Pytorch-lightning: Redundant metric logging for TensorBoard

Created on 9 Oct 2020 · 31Comments · Source: PyTorchLightning/pytorch-lightning

The following line causes logging a metric as a scalar in TensorBoard, although it is supposed to go only to the "hparams" section.
https://github.com/PyTorchLightning/pytorch-lightning/blob/01f131665aa5a7c86b984ece7214390076fd2a98/pytorch_lightning/loggers/tensorboard.py#L169

The resulting scalar graph is a vertical line with step 0 at x-axis and the metric going vertically upwards, which does not convey much information.

So I would suggest to remove this line

Logger enhancement

Source

dschaehi

All 31 comments

Hi! thanks for your contribution!, great first issue!
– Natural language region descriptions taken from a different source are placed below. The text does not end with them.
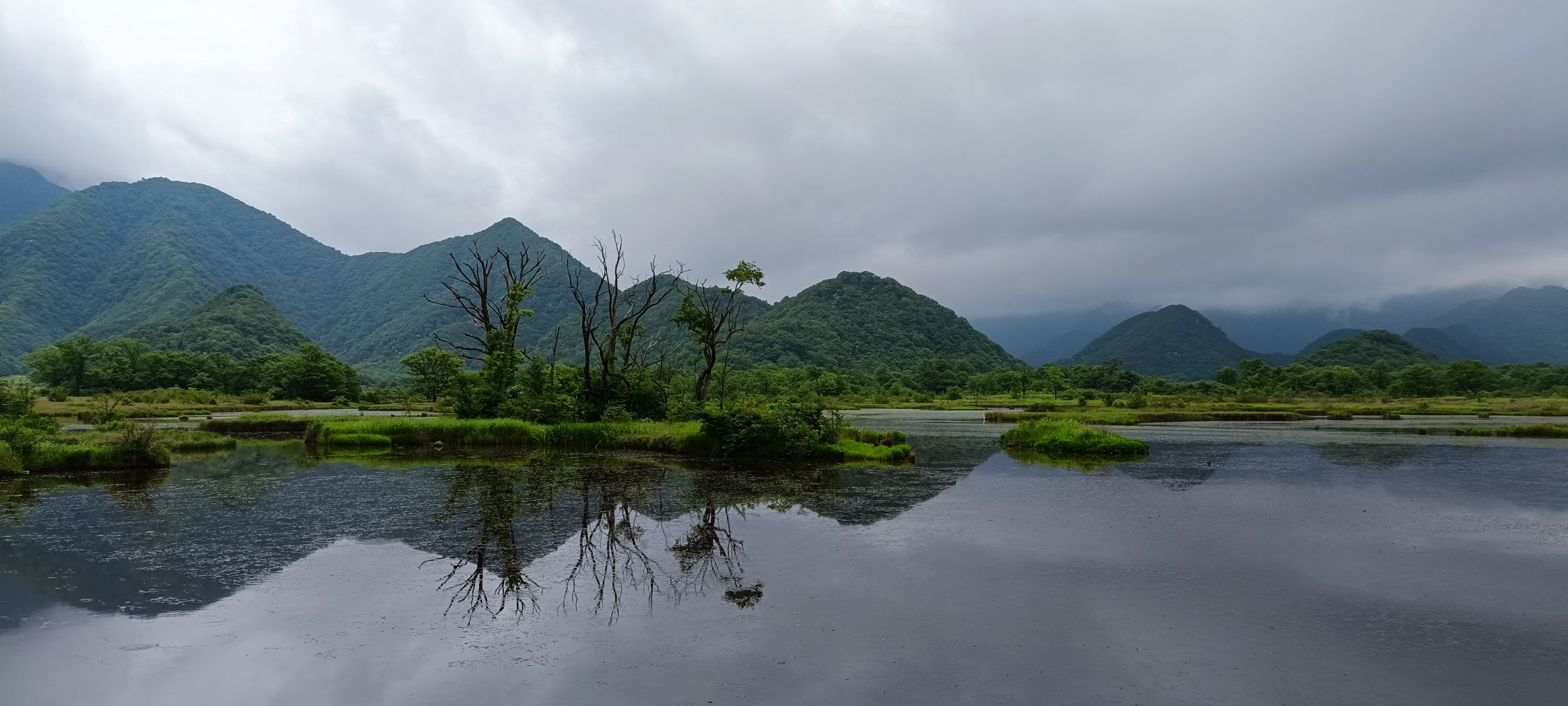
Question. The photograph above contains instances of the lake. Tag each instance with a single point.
(1236, 565)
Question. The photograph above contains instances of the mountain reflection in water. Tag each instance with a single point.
(184, 539)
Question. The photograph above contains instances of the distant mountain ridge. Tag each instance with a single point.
(24, 191)
(149, 258)
(237, 322)
(1523, 325)
(1364, 349)
(861, 321)
(1172, 342)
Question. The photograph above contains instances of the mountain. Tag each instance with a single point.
(1056, 335)
(1523, 325)
(1364, 349)
(116, 256)
(661, 336)
(1173, 342)
(860, 321)
(1440, 344)
(24, 191)
(239, 322)
(1330, 338)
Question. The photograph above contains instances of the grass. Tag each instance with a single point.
(686, 438)
(256, 422)
(107, 449)
(1128, 417)
(1070, 438)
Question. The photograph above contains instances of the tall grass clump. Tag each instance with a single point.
(256, 422)
(1072, 438)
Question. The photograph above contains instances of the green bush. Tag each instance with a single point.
(1065, 438)
(10, 460)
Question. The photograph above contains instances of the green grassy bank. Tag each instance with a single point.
(1145, 416)
(687, 438)
(1068, 438)
(115, 448)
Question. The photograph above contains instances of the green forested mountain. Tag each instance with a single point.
(1364, 349)
(1173, 342)
(1330, 338)
(378, 312)
(146, 256)
(1523, 325)
(239, 322)
(860, 321)
(118, 256)
(24, 191)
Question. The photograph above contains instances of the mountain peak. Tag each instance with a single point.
(1175, 342)
(237, 321)
(24, 192)
(861, 321)
(1368, 347)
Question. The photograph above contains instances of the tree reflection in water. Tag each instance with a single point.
(494, 548)
(613, 506)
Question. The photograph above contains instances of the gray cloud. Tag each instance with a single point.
(1000, 158)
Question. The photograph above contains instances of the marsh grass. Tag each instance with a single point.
(686, 438)
(1128, 417)
(1070, 438)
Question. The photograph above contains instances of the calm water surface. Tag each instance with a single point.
(1238, 565)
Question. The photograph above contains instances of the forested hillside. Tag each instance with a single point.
(1366, 349)
(860, 321)
(237, 322)
(118, 256)
(148, 256)
(1173, 342)
(1523, 325)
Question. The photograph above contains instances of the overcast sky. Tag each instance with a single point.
(1002, 158)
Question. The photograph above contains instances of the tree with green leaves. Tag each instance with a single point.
(312, 374)
(64, 363)
(1418, 380)
(1466, 377)
(433, 371)
(714, 317)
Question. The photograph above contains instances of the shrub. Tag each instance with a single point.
(615, 415)
(10, 460)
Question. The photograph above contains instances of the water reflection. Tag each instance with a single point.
(617, 531)
(1382, 457)
(1183, 468)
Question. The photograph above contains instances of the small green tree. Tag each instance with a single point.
(713, 316)
(433, 371)
(1466, 377)
(64, 363)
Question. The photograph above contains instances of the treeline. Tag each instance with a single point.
(79, 364)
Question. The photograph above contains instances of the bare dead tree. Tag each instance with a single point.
(610, 316)
(713, 316)
(488, 289)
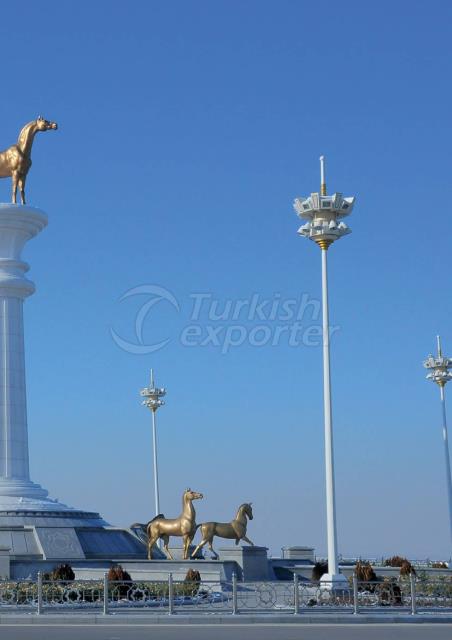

github-actions[bot] on 9 Oct 2020

@s-rog you added this line in #2974. Do you rememmber why this is needed?

awaelchli on 10 Oct 2020

@awaelchli Without that line tensorboard would not show any hparams. Also that line was there prior to my PR, I just made it actually log a metric so hparams show up.

Edit:
If you don't log an accompanying metric with hparams, then they won't show up in tensorboard, so this is intended behavior (until tensorboard can display hparams without a metric).

s-rog on 10 Oct 2020

👍1

@s-rog Would you say this is a TensorBoard issue and we have this as a workaround? (sorry not a TB user myself)

awaelchli on 10 Oct 2020

@awaelchli I think tensorboard hparams is meant to be used for performance comparisons between trials and thus needs at least a metric to compare. But pl's tensorboard logger still allows users to log and display hparams without using metrics, so it's more of an added functionality for pl as opposed to an issue workaround for tensorboard as far as I understand.

For just pure hparam logging/display purposes there is still the simple text functionality of tensorboard (like how the test_tube logger logs hparams). But having 2 completely different methods to log hparams in one logger seems unintuitive...

s-rog on 10 Oct 2020

so this is to log hyperparameters before training starts, when no metrics are available yet?
what if we logged the hyperparameters together with the first training/eval step?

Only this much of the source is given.